Depuis environ huit à neuf ans, il est porté chaque année, au budget de l’intérieur, une somme pour la culture de la garance. Si on additionnait ces différentes sommes, je suis persuadé qu’on arriverait à près d’un total de 200 mille fr. C’est la, messieurs, un sacrifice considérable.
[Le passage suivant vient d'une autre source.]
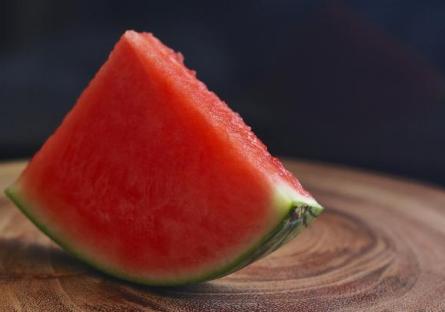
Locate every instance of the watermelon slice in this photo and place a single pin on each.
(153, 179)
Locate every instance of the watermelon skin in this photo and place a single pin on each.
(153, 179)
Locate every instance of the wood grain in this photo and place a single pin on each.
(380, 246)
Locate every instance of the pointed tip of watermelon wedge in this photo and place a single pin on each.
(296, 213)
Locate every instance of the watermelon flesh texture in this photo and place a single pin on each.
(152, 178)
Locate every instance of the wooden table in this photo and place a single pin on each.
(380, 246)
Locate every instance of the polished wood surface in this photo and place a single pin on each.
(380, 246)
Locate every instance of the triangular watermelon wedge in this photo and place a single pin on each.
(153, 179)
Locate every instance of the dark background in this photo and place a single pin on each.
(353, 82)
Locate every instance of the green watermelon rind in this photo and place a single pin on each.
(299, 215)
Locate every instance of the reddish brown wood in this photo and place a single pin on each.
(380, 246)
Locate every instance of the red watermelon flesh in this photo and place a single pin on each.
(152, 178)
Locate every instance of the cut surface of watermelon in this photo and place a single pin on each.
(152, 178)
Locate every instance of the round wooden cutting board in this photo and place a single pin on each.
(380, 246)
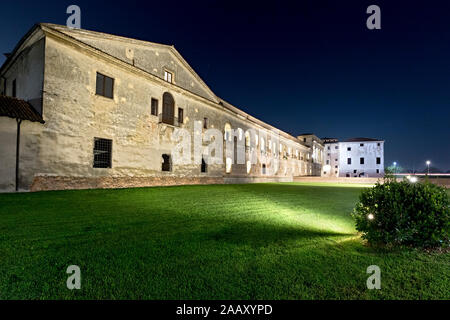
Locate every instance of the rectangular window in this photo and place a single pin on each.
(166, 164)
(204, 167)
(102, 153)
(180, 115)
(14, 89)
(168, 76)
(154, 107)
(104, 86)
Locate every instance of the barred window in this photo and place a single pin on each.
(102, 153)
(104, 86)
(154, 107)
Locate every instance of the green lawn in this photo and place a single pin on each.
(254, 241)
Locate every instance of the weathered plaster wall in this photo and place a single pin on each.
(59, 154)
(7, 153)
(370, 151)
(28, 71)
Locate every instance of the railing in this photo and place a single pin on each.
(173, 121)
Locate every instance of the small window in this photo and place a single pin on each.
(180, 115)
(104, 86)
(154, 109)
(204, 167)
(14, 89)
(102, 153)
(168, 76)
(166, 164)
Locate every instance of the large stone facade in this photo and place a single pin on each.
(62, 65)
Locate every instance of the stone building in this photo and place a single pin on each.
(104, 110)
(356, 157)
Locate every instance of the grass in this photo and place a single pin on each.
(254, 241)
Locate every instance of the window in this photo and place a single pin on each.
(204, 167)
(102, 153)
(168, 76)
(166, 165)
(14, 89)
(180, 115)
(168, 112)
(154, 109)
(104, 86)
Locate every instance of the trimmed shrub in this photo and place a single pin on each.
(404, 213)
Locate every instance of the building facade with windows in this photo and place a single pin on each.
(106, 108)
(356, 157)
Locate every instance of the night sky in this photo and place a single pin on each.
(302, 66)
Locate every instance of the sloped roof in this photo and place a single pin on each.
(18, 109)
(361, 139)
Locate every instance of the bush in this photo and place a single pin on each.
(404, 213)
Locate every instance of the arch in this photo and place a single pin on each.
(168, 109)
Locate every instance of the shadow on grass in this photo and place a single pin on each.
(262, 234)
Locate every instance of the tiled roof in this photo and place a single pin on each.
(18, 109)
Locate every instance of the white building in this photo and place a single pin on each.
(357, 157)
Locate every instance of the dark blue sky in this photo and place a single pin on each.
(302, 66)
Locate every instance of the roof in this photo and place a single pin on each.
(361, 139)
(18, 109)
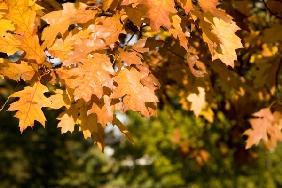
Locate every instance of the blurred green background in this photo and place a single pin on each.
(173, 149)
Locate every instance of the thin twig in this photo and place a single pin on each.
(2, 108)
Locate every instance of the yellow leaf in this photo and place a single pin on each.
(28, 107)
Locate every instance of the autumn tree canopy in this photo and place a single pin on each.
(94, 59)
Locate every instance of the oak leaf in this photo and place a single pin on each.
(30, 104)
(59, 21)
(266, 127)
(134, 95)
(90, 77)
(17, 71)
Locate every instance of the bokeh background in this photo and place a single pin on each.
(173, 149)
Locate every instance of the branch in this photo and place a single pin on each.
(270, 11)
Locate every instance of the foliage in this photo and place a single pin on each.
(178, 151)
(92, 59)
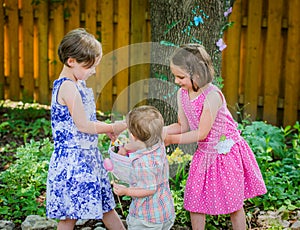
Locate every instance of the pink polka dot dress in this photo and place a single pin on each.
(223, 171)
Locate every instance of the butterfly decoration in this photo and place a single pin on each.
(198, 20)
(221, 44)
(227, 12)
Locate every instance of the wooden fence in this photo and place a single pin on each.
(261, 64)
(30, 34)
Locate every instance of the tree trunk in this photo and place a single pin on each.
(172, 24)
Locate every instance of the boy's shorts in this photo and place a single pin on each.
(138, 224)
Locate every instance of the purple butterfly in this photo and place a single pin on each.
(221, 44)
(229, 11)
(198, 20)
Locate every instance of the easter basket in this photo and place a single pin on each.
(134, 172)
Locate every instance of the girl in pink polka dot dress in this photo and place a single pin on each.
(223, 171)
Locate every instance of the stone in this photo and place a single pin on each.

Ce sacrifice a-t-il amené des résultats satisfaisants ? Je crois, à cet égard, que tout le monde est d’accord, que ces résultats n’ont pas répondu à ce qu’on s’était promis. La section centrale, ainsi que je l’ai déjà fait observer hier, a, dans son rapport de l’année dernière, manifesté ses craintes sur l’avenir de la culture dont il s’agit. Cette année encore elle revient à la charge, et malgré les explications données par le gouvernement, voici comment elle s’est exprimée :

« Ces explications du gouvernement ne sont pas de nature à donner aux membres de la section centrale la conviction que la culture de la garance a de l’avenir dans notre pays, où les terres peuvent au moins être aussi bien appliquées à des productions plus indispensables. Cependant, pour ne pas nuire aux intérêts des cultivateurs qui, dans la perspective d’obtenir des primes, ont planté cette racine, la section centrale adopte l’allocation. »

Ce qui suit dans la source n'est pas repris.